The series from Manny Coto (“24,” “Dexter”) opens with a terrifying chase that illustrates the danger of this seemingly omniscient peril.
A frazzled man (John Billingsley of “Star Trek: Enterprise”) stops his car at a convenience store and demands a paper map from the clerk.
As he’s paying for it, the videocamera above the register snaps on.
That’s odd, the clerk notes. That thing hasn’t worked in a week.
The man runs out of the store and to his car. He notices his cell phone is flashing, so he tosses it out the window.
As he speeds down a highway, struggling with that map, he doesn’t get the chance to realize he has made a tragic miscalculation: He may have rid himself of all smart devices, but others around him have not.
And something wants him dead.
In Portland, Ore., FBI agent Shea Salazar (Fernanda Andrade) heads a cybercrime task force. Their latest case is a tough one, involving a ring of child pornographers.

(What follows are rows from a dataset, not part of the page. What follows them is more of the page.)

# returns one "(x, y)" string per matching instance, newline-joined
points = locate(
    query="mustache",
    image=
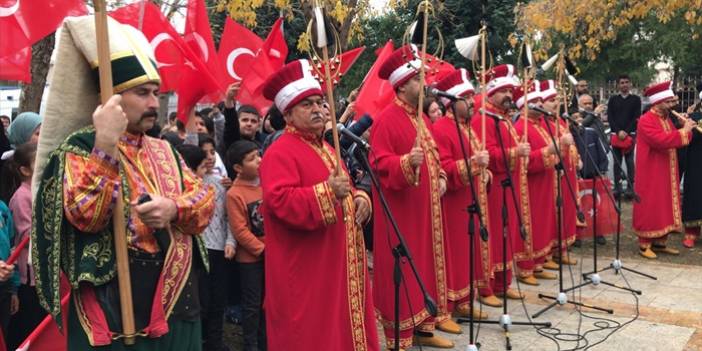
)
(149, 113)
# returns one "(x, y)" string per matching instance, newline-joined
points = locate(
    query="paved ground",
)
(669, 313)
(667, 316)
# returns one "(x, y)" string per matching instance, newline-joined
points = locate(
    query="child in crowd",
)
(246, 221)
(9, 278)
(219, 242)
(220, 247)
(17, 178)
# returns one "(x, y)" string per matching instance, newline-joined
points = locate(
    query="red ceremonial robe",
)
(317, 286)
(518, 172)
(455, 203)
(656, 180)
(569, 216)
(542, 200)
(416, 205)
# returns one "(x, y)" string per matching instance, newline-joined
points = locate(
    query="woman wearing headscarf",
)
(25, 128)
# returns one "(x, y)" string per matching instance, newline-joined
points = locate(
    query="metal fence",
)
(684, 87)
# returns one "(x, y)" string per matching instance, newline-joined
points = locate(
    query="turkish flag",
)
(606, 213)
(16, 67)
(237, 51)
(47, 336)
(25, 22)
(269, 59)
(180, 68)
(437, 69)
(169, 48)
(198, 35)
(375, 93)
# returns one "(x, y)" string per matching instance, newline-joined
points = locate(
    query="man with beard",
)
(623, 112)
(407, 162)
(458, 195)
(571, 160)
(249, 123)
(499, 89)
(581, 88)
(531, 253)
(657, 181)
(317, 285)
(167, 207)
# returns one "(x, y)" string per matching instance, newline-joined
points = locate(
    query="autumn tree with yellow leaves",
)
(593, 30)
(346, 15)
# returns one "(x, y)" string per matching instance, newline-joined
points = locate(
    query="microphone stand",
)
(399, 251)
(505, 320)
(562, 297)
(473, 211)
(616, 264)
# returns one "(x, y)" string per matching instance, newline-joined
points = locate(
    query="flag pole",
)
(118, 222)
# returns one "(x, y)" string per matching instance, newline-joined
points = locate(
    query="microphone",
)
(570, 119)
(357, 128)
(349, 134)
(582, 110)
(443, 94)
(540, 110)
(495, 116)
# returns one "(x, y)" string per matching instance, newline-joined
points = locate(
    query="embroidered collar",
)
(310, 137)
(132, 139)
(411, 110)
(493, 107)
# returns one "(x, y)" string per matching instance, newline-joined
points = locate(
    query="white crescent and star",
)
(231, 58)
(156, 41)
(201, 43)
(9, 11)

They are almost ready to make arrests.
For reasons I won’t spoil here, she has good reason to seek out disgraced billionaire tech mogul Paul LeBlanc (John Slattery, “Mad Men”).
Paul has no interest in helping her, until she shows him a picture of some code – and he realizes it is code he wrote, for the holy grail of artificial intelligence, a consciousness that could rewrite itself, improve itself, and do it all over again, until it was the smartest – and most powerful – being on the planet.

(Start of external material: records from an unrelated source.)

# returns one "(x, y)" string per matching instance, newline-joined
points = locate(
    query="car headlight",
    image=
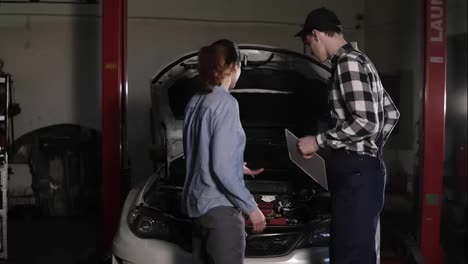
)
(148, 223)
(318, 234)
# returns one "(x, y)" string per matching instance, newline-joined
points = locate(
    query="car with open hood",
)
(278, 89)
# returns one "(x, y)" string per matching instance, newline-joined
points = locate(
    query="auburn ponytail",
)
(215, 62)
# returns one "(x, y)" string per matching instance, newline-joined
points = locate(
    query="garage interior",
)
(77, 113)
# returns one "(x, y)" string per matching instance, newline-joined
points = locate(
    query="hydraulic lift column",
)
(114, 96)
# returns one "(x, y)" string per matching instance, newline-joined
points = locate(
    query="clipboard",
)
(313, 167)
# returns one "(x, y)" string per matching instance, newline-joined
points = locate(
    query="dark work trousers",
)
(219, 237)
(357, 184)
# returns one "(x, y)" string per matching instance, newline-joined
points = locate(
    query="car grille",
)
(270, 245)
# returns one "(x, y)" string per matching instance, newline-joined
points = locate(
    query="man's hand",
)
(258, 221)
(307, 146)
(250, 172)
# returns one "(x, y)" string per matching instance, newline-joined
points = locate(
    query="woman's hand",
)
(250, 172)
(258, 221)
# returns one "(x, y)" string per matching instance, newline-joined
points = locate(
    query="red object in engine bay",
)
(272, 218)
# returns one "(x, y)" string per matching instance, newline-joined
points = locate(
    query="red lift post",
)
(114, 91)
(435, 64)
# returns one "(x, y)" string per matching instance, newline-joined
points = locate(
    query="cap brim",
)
(300, 33)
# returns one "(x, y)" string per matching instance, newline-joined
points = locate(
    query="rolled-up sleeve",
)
(227, 156)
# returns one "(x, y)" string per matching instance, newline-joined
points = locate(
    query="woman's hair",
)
(215, 62)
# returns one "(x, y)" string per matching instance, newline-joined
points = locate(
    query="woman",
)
(214, 141)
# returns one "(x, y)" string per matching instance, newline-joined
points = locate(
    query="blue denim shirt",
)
(214, 143)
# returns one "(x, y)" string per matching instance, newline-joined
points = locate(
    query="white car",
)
(278, 89)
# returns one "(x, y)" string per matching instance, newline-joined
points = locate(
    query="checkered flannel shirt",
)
(361, 109)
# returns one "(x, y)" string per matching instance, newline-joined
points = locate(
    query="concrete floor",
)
(52, 240)
(73, 240)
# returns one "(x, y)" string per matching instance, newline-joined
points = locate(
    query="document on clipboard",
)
(313, 167)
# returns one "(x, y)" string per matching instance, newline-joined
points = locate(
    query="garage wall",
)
(53, 52)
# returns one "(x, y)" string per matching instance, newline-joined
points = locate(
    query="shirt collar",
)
(343, 49)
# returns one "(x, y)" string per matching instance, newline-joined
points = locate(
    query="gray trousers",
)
(218, 237)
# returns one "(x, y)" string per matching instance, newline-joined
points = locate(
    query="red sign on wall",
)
(435, 56)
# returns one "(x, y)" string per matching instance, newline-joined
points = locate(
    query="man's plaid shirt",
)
(361, 109)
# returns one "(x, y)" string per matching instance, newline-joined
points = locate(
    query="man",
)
(362, 118)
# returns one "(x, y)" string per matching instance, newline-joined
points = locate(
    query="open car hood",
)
(169, 99)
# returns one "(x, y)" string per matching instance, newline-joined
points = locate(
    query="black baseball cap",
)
(320, 19)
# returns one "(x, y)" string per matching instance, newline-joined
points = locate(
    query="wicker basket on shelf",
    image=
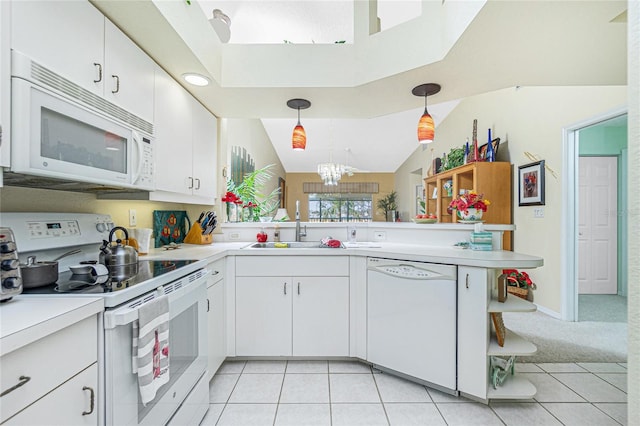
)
(522, 293)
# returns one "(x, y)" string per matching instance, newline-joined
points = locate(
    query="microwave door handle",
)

The program known as NeXt was shelved as Paul knew it was too dangerous.
At least, that’s what he thought.
Meanwhile, Shea’s young son Ethan (Evan Whitten) is being bullied at school, and the home digital assistant known as Iliza is whispering ominous encouragement.
“I’m your friend, right?” she asks.
Is she really that far off from Amazon’s Alexa?
Slattery is in fine form, playing a jerk with a conscience and a secret.
Andrade is not the series’ Scully to his Mulder. She’s quick to catch on, and to take the threat back to the source – but what power does she or any one person hold against a malevolent algorithm that can be in a thousand places at once?
“NEXT” reminds us we live at a time in which we routinely surrender all our personal data in return for convenience in working, shopping, and entertainment. We rely on technology we do not understand, and there could be a price, one day.
You might want to put that smart phone down. Or in a dumpster. “NEXT” will get to you.